And the King Said, What a Fantastic Machine
Kunstvoll und rasant montiert aus Archivmaterial und teilweise spektakulären Handyaufnahmen, zeigt der Film, wie fundamental die visuelle Kultur bis heute unsere Gesellschaft geprägt hat von der Camera Obscura und den ersten Laufbildern des Foto-Pioniers Eadweard Muybridge bis zu haarsträubenden privaten Aufnahmen von Adrenalinjunkies im Selfie-Wahn. Mit viel Sinn für die oft absurde Ironie des Lebens werden essenzielle Fragen gestellt, wie Bilder und Medien unsere Wahrnehmung der Welt formen und wie Bilder sowohl die Realität abbilden als auch inszenieren.

Die Filmemacher Axel Danielson & Maximilien Van Aertryck (Ten Meter Tower, Jobs For All!) richten ihre Kameras wieder einmal direkt auf die Gesellschaft, um zu erforschen, zu erklären und aufzuzeigen, wie unsere unkontrollierte Besessenheit von Bildern unser menschliches Verhalten verändert hat.
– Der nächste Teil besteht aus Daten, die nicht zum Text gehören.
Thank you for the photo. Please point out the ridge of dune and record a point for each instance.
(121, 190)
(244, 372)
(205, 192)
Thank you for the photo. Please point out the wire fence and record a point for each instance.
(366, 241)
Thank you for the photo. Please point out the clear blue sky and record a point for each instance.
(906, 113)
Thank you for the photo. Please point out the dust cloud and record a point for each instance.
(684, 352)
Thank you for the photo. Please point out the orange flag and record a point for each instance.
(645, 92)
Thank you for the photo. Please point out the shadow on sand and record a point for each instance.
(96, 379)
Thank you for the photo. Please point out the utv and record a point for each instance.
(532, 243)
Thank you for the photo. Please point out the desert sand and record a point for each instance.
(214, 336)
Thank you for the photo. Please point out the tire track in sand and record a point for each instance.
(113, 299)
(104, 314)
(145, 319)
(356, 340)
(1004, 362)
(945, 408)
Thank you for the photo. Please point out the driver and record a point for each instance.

Von Camera Obscura und den Gebrüdern Lumieres bis hin zu Youtube und der Welt der sozialen Medien zeigt der Film, wie wir uns in nur 200 Jahren vom Bild eines Hinterhofs zu einer milliardenschweren Content-Industrie entwickelt haben. Mit der ausschließlichen Verwendung von Archiv- und Found-Footage-Material nutzt der Film genau das Medium, das er untersucht, in einer selbstreflexiven und zugleich urkomischen Montage.

“Die Dokumentarfilmer […] wissen ganz genau, wie man die Geschichte der Kamera ausrollt und stellen dabei sehr gelungene Verbindungen zwischen Vergangenheit und Gegenwart her. Das Resultat ist ein vortreffliches Portrait über den gesellschaftlichen medialen Wandel.“ (film-rezensionen.de)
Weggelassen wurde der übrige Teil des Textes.